Standard-dose: 846 hospitalizations for CV or pulmonary events, 78 deaths from any cause

The difference was not statistically significant.

The authors offered several possible explanations for the findings. “First, we enrolled people at high risk for heart and lung-related hospitalizations,” said Orly Vardeny, PharmD, MS, lead study researcher and associate professor of medicine at the University of Minnesota’s Medical School and College of Pharmacy, Minneapolis, in the NIH statement, "so it’s possible that the incremental benefit of one vaccine over the other would not have overcome the high underlying risk in this population.”

“Unfortunately, many high-risk cardiovascular patients don’t get vaccinated at all. For reducing hospitalizations due to heart and lung complications, just getting vaccinated with any influenza vaccine may substantially lower risk in our high-risk patients.”

Scott Solomon, MD

Vardeny also noted that although there were many hospitalizations during the trial, only a small number were found to be caused by flu, raising the possibility that since all participants received the influenza vaccine, both the high- and low-dose formulas similarly reduced their risk for heart and lung hospitalizations.
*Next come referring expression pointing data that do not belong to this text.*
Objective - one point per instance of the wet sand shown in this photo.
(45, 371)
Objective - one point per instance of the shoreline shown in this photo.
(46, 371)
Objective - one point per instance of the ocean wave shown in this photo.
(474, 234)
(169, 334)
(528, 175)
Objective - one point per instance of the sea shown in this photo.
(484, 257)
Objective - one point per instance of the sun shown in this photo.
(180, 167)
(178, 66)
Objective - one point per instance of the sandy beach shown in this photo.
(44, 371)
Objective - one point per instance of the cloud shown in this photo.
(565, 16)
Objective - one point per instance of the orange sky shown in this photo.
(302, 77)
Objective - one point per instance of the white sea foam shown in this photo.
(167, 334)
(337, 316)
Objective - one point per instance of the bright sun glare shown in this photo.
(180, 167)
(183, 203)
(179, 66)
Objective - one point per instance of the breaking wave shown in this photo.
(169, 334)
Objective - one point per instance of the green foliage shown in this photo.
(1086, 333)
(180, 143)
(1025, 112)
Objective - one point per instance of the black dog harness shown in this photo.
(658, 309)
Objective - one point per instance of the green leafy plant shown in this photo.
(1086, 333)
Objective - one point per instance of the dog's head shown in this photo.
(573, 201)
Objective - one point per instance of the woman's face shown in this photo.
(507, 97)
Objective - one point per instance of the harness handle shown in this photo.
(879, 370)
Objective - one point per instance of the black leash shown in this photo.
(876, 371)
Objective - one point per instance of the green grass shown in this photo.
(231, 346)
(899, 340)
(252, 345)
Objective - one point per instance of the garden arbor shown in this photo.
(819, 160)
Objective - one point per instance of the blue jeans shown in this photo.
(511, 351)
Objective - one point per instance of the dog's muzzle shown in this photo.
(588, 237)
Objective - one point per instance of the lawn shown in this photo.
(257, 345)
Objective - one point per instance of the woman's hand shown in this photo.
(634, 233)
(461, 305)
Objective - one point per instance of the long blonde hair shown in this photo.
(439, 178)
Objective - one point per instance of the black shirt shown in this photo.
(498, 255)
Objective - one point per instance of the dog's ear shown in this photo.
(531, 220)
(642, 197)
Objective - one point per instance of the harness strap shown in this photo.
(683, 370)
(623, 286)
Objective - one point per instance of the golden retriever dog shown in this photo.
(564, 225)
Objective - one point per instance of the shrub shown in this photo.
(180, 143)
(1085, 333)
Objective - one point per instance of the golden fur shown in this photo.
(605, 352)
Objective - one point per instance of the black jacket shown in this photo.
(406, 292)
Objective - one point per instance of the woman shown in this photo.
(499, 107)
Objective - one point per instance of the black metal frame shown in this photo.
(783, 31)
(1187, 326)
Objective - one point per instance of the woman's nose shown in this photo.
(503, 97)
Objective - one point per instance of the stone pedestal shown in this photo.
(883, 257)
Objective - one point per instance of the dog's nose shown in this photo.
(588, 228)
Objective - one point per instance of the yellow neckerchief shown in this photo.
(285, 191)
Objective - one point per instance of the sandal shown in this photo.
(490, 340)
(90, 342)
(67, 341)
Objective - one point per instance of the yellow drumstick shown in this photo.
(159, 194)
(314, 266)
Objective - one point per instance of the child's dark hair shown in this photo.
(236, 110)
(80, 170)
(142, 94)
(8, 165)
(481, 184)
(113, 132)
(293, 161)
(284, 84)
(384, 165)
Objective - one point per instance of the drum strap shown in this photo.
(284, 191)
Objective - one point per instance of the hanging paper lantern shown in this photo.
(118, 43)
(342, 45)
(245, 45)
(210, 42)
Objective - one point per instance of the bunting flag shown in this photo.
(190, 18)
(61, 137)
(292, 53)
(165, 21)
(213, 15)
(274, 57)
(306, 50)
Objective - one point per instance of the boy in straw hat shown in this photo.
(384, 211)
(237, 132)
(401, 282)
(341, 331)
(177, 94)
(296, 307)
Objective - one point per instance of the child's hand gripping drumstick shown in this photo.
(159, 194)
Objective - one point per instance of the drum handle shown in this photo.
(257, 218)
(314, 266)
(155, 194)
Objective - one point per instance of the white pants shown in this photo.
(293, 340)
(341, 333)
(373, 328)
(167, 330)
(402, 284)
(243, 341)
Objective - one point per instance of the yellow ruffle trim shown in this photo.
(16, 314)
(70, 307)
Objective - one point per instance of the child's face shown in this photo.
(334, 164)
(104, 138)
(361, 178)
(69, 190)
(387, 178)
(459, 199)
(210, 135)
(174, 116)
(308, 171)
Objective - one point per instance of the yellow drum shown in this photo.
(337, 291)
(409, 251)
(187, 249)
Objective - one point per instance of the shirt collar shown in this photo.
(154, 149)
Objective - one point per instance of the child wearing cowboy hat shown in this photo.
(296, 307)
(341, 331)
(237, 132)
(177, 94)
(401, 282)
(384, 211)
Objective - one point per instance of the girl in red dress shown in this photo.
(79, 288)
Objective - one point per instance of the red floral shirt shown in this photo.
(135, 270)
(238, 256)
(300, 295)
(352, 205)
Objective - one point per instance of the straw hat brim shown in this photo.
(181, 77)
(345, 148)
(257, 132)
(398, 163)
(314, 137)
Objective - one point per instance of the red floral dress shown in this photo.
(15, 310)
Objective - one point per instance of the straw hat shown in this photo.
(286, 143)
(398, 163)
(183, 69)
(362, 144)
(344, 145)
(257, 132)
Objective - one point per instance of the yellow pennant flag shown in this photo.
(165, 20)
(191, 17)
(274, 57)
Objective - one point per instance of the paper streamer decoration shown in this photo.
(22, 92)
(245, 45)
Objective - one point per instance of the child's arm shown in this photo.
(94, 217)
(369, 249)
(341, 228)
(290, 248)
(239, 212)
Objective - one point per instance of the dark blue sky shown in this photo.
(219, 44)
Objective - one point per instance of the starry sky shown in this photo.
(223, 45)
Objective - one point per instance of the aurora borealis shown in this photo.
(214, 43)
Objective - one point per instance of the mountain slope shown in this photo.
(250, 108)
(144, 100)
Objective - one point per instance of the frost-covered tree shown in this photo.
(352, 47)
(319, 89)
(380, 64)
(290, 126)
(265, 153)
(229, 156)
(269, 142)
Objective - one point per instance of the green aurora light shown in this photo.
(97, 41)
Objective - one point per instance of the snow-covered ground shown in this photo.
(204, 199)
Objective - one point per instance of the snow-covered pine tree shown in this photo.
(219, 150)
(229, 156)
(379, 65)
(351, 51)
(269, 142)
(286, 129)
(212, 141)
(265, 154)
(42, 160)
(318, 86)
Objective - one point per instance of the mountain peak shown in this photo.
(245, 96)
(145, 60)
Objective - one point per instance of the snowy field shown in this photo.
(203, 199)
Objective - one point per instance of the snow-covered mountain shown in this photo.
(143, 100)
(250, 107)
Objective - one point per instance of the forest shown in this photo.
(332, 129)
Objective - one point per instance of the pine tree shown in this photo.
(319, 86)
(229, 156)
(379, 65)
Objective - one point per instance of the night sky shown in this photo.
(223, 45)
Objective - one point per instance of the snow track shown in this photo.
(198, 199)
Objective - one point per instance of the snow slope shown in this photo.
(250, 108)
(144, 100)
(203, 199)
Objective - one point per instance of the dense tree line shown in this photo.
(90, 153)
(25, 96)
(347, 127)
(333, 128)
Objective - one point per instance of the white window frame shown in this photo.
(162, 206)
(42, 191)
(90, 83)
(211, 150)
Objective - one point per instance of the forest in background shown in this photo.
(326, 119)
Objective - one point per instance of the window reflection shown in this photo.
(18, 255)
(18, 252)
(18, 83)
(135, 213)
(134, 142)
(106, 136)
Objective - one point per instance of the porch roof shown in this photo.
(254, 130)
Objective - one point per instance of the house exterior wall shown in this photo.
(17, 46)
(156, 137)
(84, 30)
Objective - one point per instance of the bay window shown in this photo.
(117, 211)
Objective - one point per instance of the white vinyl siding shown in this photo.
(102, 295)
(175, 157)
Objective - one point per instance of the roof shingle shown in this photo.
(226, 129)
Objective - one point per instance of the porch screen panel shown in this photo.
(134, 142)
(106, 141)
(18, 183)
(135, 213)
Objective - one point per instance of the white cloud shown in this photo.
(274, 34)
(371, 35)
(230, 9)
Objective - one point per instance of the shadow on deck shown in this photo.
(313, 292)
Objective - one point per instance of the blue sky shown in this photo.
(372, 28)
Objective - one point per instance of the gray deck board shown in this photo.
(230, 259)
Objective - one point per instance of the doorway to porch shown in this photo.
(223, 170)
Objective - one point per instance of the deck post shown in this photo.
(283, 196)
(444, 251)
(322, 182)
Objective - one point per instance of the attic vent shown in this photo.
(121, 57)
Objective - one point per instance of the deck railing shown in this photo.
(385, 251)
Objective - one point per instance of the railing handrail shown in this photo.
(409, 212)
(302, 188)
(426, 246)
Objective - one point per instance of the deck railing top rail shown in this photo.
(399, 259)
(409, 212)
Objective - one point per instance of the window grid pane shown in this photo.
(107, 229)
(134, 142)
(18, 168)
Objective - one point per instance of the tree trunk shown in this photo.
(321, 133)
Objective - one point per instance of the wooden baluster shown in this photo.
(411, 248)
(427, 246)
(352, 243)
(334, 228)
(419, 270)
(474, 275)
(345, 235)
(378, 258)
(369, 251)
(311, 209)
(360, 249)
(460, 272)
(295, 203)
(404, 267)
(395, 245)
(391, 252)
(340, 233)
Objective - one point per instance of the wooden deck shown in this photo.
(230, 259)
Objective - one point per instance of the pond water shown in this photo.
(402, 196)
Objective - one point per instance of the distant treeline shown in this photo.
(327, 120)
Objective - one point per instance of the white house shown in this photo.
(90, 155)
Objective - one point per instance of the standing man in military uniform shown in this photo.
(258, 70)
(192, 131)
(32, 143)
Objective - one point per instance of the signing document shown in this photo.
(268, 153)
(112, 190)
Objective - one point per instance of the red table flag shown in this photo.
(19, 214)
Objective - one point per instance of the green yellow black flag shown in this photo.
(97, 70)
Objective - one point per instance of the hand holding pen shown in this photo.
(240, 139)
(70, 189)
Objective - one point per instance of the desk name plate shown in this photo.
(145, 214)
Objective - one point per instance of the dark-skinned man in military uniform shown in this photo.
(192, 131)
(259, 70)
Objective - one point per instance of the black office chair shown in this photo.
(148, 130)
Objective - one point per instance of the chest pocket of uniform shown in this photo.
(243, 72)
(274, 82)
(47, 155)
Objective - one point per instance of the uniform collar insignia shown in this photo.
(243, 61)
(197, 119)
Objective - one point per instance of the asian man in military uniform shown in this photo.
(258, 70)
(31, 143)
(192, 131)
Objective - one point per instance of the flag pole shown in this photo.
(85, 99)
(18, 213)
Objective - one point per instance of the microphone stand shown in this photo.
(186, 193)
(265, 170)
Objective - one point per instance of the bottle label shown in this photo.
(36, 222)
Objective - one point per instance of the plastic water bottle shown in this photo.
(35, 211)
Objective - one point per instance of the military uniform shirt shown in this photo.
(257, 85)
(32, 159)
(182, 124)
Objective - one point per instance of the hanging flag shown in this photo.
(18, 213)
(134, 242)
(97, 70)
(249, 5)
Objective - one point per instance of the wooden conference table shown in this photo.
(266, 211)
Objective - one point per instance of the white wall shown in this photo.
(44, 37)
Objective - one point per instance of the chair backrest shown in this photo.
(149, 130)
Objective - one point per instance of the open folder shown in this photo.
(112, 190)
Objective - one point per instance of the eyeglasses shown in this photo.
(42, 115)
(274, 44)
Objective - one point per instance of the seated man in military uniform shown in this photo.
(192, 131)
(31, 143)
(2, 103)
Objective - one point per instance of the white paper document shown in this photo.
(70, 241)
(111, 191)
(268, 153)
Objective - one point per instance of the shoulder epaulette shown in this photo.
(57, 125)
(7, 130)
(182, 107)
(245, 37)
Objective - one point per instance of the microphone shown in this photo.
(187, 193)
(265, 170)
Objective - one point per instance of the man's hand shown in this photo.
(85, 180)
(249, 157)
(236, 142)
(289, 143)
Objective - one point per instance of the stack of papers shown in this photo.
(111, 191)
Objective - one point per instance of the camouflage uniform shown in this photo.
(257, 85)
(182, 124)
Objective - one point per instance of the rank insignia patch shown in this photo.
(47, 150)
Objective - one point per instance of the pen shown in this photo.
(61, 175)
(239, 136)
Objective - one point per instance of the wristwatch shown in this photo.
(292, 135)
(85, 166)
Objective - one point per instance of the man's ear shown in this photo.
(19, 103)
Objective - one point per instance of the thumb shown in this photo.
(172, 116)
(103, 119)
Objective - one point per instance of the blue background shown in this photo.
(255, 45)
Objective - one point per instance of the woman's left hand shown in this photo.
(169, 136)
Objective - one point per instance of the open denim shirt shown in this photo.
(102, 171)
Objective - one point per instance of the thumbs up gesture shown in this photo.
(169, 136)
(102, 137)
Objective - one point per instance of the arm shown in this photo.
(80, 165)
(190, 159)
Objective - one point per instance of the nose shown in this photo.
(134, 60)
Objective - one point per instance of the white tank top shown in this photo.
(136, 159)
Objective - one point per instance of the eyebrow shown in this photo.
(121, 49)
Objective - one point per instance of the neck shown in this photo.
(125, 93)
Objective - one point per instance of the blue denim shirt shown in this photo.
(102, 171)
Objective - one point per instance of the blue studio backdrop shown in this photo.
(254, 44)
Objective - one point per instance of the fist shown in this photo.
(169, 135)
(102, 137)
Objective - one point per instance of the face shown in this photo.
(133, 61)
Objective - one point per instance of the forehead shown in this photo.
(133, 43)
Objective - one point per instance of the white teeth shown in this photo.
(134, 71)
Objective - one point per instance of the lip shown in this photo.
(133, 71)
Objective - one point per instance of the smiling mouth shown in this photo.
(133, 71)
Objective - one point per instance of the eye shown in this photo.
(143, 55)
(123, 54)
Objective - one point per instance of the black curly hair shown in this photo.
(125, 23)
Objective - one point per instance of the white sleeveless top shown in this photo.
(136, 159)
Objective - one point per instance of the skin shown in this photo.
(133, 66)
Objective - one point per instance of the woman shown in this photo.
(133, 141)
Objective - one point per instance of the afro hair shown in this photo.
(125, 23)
“It’s important to remember that all participants in INVESTED received a vaccination, and that both vaccine formulations were generally well tolerated with very few patients experiencing severe adverse reactions, with no difference between groups,” said Scott Solomon, MD, study co-leader and professor of medicine at Harvard Medical School.

Neither group experienced meaningful vaccine-related side effects although participants in the high-dose group tended to have more typical injection-related side effects, such as pain, swelling, and muscle aches.

The study had several limitations including a focus on patients at high-risk for CV disease, use of vaccine formulations available during the 2016-17, 2017-18, and 2018-19 influenza seasons, and use of vaccines that were prepared in chicken eggs.

Future research, the study authors said, should examine whether other types of flu vaccine may be more protective for patients with high-risk conditions or whether a high-dose vaccine benefits low-risk cardiac patients more.